The Dorm stars Alexis Knapp as Vivian, who decides to study away from home and travels to the fictional Harker University, where she will live in the eponymous dorm on campus at the not-at-all-horror-sounding Usher House. Recovering from a serious mental health episode, she’s suspicious at first about the attempts of her new roomies to befriend her but slowly lets her guard down as they offer to makeover the unambiguously “frumpy” new girl (to be clear, this is “frumpy” in film terms; it’s Alexis Knapp, she’s gorgeous, so “frumpy” here is coded as just wearing paler lipstick and drab clothing). There’s some supernatural ickiness afoot, however, and a simple clay facial mask appears to have some kind of dark ritual value; drifting into a nightmare space where Vivian is tormented about her ugliness (er, “ugliness”). When she wakes up, she finds the mask has, in fact, severely disfigured her. Peeling off the damaged skin – ta-da! – underneath, she is a cold stone fox. No more pale lipstick for Vivian!
Makeover montage complete, the boys soon follow, and Vivian falls for Philip (Max Lloyd-Jones). Encouraged to pursue her studies in mythology, Vivian starts getting a bad feeling that something more sinister is going on in the eponymous dorm (she’s right!), all hinging around an ancient cult and its recently departed leader, the diabolically beautiful Violet Baker who seemingly died before Vivian’s arrival (Knapp plays both Violet and Vivian, if the doppelganger themes weren’t apparent already).

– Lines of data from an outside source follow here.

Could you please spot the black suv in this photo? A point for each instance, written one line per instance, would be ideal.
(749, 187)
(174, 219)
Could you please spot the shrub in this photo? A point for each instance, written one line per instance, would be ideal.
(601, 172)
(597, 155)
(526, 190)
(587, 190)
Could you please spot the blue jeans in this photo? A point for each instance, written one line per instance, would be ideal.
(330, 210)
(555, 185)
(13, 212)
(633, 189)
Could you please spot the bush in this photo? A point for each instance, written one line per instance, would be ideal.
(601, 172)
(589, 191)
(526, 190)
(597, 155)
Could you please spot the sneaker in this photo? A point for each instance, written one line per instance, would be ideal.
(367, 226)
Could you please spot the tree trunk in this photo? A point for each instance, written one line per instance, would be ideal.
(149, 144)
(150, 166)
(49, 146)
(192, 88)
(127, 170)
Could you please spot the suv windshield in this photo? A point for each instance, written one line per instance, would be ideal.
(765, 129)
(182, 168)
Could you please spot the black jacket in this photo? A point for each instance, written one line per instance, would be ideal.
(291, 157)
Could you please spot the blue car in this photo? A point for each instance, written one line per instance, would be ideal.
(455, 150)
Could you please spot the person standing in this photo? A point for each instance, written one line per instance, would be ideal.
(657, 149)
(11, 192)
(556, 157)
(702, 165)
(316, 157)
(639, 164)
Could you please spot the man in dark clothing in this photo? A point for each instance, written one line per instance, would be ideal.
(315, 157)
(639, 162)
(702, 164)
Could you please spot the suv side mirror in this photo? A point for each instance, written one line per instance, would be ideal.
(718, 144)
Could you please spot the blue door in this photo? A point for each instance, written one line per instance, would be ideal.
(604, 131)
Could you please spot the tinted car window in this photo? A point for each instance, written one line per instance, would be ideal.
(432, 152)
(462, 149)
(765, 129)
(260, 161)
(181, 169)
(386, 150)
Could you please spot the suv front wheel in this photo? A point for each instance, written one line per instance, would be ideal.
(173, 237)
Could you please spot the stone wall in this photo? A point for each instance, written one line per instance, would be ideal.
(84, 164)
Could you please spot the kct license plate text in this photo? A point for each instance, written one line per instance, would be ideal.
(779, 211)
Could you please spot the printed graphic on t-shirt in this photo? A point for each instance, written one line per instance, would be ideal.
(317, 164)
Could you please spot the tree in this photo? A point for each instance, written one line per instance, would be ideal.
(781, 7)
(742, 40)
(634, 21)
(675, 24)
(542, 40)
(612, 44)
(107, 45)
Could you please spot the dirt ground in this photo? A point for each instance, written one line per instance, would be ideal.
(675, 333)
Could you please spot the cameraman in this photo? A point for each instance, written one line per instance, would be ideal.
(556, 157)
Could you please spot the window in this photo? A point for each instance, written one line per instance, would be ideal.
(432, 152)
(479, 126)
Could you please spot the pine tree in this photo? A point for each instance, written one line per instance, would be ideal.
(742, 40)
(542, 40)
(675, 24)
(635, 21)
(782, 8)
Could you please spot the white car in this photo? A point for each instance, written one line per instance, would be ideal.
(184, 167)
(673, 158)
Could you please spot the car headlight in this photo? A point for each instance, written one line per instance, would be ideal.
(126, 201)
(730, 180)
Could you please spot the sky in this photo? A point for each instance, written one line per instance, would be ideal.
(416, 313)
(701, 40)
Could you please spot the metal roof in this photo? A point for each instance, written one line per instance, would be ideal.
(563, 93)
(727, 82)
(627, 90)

The Dorm is an enormous amount of fun, and its most memorable scenes are those where Vivian tries to work through her paralyzing insecurities in conversation with her own reflection in a mirror. These start off relatively casually (“I wish I was pretty”), but as Violet and Vivian’s identities begin to merge, we find what probably led Talalay to the project to start with: young women depend so much on mirrors to validate their own worthiness and value, based wholly on surface appearances, but in the fantastic world of supernatural horror, those reflections cannot be trusted. They are corrupted by outer forces that oftentimes act in direct opposition to the woman who looks in the mirror, hoping for answers, comfort and acceptance.
In recent years, Talalay has moved increasingly towards television (notably staying in horror terrain with episodes of Supernatural, South of Hell, The Dead Zone and Touching Evil, but probably most famous now for her work on Riverdale and Sherlock). While I, of course, don’t begrudge her a career (and a steady paycheck) in TV, it’s a shame her film work never really got the kudos it deserved. The Dorm is a case in point, a wild, fun ride that refuses to disguise its feminist agenda.